Desde la agrupación Juntos por el Perú, los congresistas salientes respaldaron a su líder: “el pueblo tiene que salir a movilizarse, tiene que organizarse, porque no le podemos dar tregua a la hija de un genocida”, dijo Wilson Quispe.
En tanto, otros parlamentarios criticaron este anuncio de Sánchez: “el colega Sánchez no es una persona demócrata. Debería de aceptar los resultados ¿qué hubiera pasado si él ganaba? creo que hay que saber ganar y saber perder”, señaló Wilson Soto, congresista de Acción Popular.

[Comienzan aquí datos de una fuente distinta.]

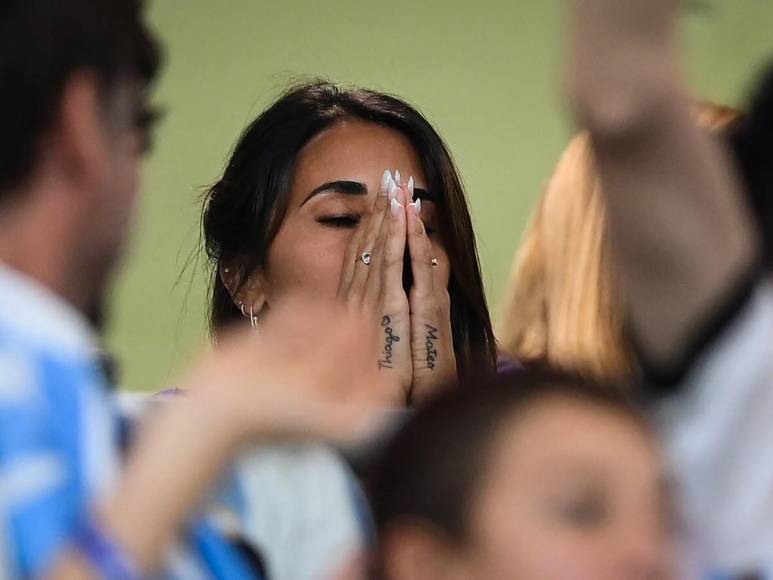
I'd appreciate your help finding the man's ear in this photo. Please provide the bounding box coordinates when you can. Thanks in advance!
[51,72,110,192]
[219,262,266,319]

De acuerdo a José Luis Gil, ex miembro del Gein, esto es parte de una estrategia política para deslegitimar el gobierno de Fujimori, causar el caos y tomar el poder: “es un medio para capturar el poder. lo que ellos quieren es el poder a toda costa ya sea por la guerra de guerrillas que fue en su momento en el año 92, ya sea por la violencia social y política que es la que promueven o ya sea por la vía de las elecciones”, explicó.
COMUNICADO CONJUNTO
Por medio de un comunicado conjunto del partido Obras, Ahora Nación y Juntos por el Perú anunciaron que respetarán la proclamación, sin embargo, insistieron con la teoría del fraude: “reconocemos que el Jurado Nacional de Elecciones haya proclamado oficialmente los resultados electorales, sin embargo, ello no implica renunciar al derecho de señalar y denunciar las irregularidades que se presentaron durante el proceso electoral”.
Más adelante, también informaron que los tres partidos políticos ejercerán un control político responsable para buscar derogar leyes a favor del crimen, reestablecer el referéndum y buscar la libertad de Pedro Castillo.